Within some of the recent enhancements to SAP FSCM within Dispute Management is the ability to update standard Finance fields based on the status of a customer dispute. A simple example of this could be a rule that all disputes raised change the planning level to a new specific level to indicate that the invoice is in dispute. This will then be seen in the Cash Management report to indicate that whilst those invoices are due for payment, payment is not expected and therefore can be ignored from the basic Cash Management report. Within the lifecycle of a dispute the status reflects the current position of the dispute. You could have a status of “in progress” or “passed to sales”. Within these Dispute Statuses it is clear that the dispute is still open and therefore the planning level should remain the same.

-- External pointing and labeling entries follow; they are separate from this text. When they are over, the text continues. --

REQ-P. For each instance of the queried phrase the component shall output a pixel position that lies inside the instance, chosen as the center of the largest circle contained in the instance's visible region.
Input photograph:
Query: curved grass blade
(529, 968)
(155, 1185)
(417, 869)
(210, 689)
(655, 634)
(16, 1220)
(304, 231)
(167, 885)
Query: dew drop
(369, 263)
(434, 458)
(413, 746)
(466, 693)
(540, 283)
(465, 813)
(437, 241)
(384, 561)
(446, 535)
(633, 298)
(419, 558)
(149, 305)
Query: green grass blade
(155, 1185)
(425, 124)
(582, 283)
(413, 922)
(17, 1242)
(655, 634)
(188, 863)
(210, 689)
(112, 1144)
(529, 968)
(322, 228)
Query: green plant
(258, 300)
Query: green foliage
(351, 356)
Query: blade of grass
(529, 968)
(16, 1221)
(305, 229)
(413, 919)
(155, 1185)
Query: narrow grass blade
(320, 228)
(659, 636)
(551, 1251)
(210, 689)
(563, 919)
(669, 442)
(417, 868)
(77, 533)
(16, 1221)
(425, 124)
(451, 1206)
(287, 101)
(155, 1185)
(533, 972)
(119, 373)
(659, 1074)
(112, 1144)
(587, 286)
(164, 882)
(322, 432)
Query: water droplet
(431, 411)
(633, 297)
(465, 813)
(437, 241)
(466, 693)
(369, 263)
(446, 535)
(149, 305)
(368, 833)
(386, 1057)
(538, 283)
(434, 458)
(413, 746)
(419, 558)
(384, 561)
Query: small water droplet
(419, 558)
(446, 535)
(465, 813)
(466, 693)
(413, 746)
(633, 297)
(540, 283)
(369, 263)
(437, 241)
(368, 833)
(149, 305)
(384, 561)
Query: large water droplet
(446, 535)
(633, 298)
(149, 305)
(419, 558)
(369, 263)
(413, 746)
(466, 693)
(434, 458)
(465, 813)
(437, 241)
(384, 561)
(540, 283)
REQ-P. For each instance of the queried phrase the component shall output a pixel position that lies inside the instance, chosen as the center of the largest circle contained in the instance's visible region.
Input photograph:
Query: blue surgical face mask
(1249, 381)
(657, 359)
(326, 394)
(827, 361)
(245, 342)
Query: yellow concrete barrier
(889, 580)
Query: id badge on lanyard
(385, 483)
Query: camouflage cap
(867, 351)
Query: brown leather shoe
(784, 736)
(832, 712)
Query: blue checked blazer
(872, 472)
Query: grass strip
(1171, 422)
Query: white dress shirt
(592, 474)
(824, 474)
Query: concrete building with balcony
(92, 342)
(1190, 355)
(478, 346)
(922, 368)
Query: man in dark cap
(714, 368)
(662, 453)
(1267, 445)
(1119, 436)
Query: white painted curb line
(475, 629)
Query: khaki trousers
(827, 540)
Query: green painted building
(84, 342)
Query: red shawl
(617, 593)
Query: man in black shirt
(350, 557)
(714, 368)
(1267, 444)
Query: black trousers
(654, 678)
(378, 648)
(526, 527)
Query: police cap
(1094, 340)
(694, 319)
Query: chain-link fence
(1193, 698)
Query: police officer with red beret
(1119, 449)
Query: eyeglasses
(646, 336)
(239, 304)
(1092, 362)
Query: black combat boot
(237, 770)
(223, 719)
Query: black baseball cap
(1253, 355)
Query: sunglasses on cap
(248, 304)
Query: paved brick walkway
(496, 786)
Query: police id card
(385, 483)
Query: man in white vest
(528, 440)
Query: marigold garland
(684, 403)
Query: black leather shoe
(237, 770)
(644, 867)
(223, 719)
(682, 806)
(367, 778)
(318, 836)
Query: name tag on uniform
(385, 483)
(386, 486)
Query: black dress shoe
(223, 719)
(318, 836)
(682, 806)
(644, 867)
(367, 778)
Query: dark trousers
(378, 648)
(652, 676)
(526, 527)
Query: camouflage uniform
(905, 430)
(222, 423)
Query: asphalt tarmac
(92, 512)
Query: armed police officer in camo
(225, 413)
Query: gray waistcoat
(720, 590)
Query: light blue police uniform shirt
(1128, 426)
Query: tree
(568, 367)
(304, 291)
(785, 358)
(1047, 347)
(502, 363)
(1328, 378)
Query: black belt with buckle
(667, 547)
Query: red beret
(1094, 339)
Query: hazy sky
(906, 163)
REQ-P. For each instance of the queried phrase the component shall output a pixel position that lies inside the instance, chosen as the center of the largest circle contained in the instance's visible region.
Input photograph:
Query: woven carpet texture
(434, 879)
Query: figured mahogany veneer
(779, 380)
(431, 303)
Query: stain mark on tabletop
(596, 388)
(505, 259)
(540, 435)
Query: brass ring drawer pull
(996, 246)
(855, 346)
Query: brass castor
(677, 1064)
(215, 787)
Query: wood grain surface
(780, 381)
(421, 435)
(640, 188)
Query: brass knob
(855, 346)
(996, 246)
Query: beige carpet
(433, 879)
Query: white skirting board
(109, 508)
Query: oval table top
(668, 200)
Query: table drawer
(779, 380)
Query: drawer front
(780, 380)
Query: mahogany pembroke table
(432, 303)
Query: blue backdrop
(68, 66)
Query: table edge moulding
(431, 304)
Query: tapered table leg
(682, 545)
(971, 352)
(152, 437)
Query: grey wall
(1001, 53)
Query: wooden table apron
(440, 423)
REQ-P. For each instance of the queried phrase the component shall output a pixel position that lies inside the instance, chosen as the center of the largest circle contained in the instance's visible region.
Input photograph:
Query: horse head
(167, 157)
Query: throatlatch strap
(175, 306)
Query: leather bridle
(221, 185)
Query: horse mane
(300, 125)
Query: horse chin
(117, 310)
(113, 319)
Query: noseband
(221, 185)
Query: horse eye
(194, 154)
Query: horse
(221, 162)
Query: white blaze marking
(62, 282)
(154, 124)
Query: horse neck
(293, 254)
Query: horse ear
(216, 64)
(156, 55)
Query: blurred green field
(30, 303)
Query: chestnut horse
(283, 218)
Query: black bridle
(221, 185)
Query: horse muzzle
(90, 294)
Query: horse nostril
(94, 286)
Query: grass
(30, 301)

However you may also have other statuses such as “Rejected”, “Credit Created” or “Resolved”. Whilst these do not close the dispute, the status would indicate that the invoices within the dispute have been resolved and therefore it is assumed the customer would now be paying the invoices that were in dispute. Within FSCM configuration you can set rules to change the planning level back to an active level so this is now visible within Cash Management and the user of the report will assume that payment is pending.

For a client to benefit from the benefits mentioned above, you will need to activate Dispute Management as well as Cash Management. By activating each module there are a number of other benefits, however by implementing both together there are further benefits that are not achievable if only one module or solution is activated.